It isn’t just the nearly 14 million consumers that are worried about what might happen to their health insurance if Obamacare is repealed but not soon replaced.

It turns out insurance companies also are worried—in fact, very worried—over threats to repeal and replace Obamacare, says a new report from the Georgetown Center on Health Insurance Reform.

In the report the Georgetown Center says it talked in-depth with 13 large health insurers, although it didn’t say which ones.

It will be business as usual in 2017 for many health insurers serving consumers who comparison shopped and bought insurance online at Healthcare.gov or other public exchanges. But 2018 would be a different story. “Insurers reported they would ‘seriously consider’ a market withdrawal in 2018 if the mandate is repealed without an effective replacement,” the report says.  “Insurers reported that at a minimum, their premiums would need to increase in 2018 to reflect the likelihood of a sicker risk pool.”

The insurers told the Georgetown Center they can deal with an overhaul of healthcare insurance if there is sufficient time to study any final legislation and make changes to health insurance. But if the Trump administration and Congress don’t soon have a new plan to put in place of Obamacare there would be market disruption. “A ‘repeal and delay’ strategy without a concurrent replacement for the Affordable Care Act (ACA) would destabilize the individual market,” the report says. “Although insurers saw value in a buffer period to adjust to a new regulatory structure and educate consumers about changes, they perceived ‘significant’ downside risk in remaining in the marketplaces while the details of an ACA replacement are in doubt.”

One possibility that particularly concerns insurers is that Congress will eliminate the current mandate for uninsured consumers to buy health insurance or face a financial penalty, the report says. “Respondents noted that the individual mandate is a key part of an interlocking set of policies designed to ensure a viable risk pool in the reformed individual market,” the report says. “Most expressed that at a minimum, repealing this incentive to remain in coverage would be an additional blow to a marketplace that has had difficulty finding its footing and would lead to higher premium rates.”

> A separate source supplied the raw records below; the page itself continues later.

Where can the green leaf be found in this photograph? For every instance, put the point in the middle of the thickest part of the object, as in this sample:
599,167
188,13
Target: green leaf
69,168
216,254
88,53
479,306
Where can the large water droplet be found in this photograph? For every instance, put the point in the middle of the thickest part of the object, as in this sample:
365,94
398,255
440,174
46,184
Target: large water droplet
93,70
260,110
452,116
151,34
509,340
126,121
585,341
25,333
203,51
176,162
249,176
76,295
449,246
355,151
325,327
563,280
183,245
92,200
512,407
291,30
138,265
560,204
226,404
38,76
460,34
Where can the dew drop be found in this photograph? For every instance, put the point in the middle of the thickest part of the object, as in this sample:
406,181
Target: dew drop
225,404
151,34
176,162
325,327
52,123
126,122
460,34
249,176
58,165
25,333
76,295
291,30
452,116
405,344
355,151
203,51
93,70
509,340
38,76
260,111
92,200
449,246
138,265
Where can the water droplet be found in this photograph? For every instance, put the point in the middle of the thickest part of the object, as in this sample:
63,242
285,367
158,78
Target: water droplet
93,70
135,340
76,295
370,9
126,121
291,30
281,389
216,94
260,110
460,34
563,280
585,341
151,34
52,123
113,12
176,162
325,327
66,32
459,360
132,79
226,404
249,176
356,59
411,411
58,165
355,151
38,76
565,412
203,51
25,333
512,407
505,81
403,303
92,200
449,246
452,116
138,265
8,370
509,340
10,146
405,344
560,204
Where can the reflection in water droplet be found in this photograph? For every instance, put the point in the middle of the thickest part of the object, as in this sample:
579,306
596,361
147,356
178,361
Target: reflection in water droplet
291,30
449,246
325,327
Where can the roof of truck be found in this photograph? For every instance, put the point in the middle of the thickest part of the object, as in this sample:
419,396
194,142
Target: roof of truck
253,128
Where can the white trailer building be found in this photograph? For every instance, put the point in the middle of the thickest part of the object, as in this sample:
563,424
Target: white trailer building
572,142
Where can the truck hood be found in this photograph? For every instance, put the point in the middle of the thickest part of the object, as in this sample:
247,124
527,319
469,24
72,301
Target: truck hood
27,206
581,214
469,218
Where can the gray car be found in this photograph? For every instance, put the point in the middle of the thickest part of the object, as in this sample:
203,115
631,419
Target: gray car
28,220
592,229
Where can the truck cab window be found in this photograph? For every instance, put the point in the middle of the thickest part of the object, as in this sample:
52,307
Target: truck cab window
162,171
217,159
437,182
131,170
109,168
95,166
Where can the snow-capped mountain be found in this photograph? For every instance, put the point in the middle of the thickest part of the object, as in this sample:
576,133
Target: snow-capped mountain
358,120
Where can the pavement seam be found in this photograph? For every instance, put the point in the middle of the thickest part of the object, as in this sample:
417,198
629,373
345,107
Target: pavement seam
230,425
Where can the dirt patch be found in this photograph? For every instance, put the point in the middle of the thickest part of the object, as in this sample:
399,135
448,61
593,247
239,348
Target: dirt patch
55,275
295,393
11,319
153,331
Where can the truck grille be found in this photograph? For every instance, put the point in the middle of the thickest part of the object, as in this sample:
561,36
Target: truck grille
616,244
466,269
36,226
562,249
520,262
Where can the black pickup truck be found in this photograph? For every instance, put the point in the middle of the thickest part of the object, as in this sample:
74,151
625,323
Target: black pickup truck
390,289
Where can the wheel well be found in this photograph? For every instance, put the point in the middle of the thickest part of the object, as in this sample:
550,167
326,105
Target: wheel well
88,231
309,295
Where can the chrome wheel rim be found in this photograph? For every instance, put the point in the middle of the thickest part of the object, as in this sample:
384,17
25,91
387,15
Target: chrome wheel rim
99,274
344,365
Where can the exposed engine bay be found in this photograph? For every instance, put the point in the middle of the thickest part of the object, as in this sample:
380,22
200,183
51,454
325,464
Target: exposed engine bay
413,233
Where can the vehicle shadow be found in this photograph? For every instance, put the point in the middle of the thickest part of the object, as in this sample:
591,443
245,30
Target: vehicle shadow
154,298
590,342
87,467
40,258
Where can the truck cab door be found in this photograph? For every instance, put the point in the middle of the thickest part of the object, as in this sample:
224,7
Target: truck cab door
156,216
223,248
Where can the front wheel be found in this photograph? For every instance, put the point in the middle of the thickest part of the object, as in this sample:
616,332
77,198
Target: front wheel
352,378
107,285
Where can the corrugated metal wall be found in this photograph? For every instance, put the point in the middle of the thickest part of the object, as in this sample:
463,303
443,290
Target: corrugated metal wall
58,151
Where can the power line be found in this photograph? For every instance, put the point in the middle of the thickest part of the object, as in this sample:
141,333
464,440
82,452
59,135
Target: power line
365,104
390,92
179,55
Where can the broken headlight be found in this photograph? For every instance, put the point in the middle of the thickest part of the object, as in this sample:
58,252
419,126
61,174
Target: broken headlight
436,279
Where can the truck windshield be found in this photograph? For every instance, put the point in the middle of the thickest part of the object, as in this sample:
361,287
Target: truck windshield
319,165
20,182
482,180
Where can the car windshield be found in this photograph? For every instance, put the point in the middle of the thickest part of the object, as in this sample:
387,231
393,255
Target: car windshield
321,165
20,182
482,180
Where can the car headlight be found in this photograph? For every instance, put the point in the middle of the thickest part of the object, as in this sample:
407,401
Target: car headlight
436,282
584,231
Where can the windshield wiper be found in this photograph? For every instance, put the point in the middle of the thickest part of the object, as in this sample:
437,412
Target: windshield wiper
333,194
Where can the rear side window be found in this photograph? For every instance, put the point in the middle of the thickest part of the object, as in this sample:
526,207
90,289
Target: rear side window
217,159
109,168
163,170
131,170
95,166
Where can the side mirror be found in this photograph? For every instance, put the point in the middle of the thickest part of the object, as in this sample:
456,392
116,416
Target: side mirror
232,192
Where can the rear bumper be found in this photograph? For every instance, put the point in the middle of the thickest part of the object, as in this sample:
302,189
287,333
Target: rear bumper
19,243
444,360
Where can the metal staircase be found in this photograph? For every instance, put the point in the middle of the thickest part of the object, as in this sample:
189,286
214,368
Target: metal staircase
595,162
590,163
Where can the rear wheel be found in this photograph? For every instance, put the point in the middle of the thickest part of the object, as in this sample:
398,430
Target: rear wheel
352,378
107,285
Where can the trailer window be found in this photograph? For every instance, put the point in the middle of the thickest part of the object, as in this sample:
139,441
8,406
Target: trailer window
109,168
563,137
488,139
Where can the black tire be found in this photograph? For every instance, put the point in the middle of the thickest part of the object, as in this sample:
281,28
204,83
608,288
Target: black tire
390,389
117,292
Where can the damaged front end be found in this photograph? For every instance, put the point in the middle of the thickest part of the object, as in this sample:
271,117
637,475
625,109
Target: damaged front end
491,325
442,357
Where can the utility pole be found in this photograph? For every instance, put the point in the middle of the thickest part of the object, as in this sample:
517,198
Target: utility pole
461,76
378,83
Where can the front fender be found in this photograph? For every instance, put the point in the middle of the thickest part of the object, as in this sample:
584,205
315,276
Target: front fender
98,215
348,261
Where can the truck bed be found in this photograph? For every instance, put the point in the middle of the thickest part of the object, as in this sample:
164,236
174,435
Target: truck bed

Removing the individual mandate would push many insurers to withdraw further or altogether from the public exchange market. “One insurer stated, ‘We have in our state a market that is hanging on by a lifeline, and if you remove the individual mandate, that in and of itself is like the last nail in the coffin, but it is not in and of itself going to dramatically change things at least in 2017,’” the report says.

The uncertainty could result in health insurance premiums rising from 5% to 20%, the Georgetown Center report says. “Insurers who believe their company will stay in the marketplaces believe that their premiums would have to increase to accommodate an individual mandate repeal,” the report says. “One large insurer noted that the prevailing industry estimate puts the likely premium increase effect of a repeal in the range of 5% to 15%, although at least one analysis put this even higher, at above 20%,” the report says.

Health insurers only have a short window to make a final decision on their intentions for selling online via the public exchanges. Health insurers must file their proposed 2018 plans for coverage and premiums with state insurance departments in May, although under current regulatory timeframes, carriers have until September 2017 to assess their own enrollment plans. “Products for 2018 are already well under development and filing deadlines for 2018 coverage are only a few months away,” the report says. “One insurer reported ‘making our decisions’ about next year (2018) in the first quarter of 2017.’”

In the end, what health insurers want is time to react to any changes, says the Georgetown Center on Health Insurance Reform.

“If the ACA is repealed after a delay but not concurrently replaced, or if the individual mandate is immediately ended, insurers expect material market exits and significant premium increases for the 2018 plan year,” the report says. “If the third scenario occurs and cost-sharing subsidies cease in mid-2017, the destabilization of the marketplaces will accelerate regardless of whether the ACA is repealed, with insurers exiting or raising premiums midyear.”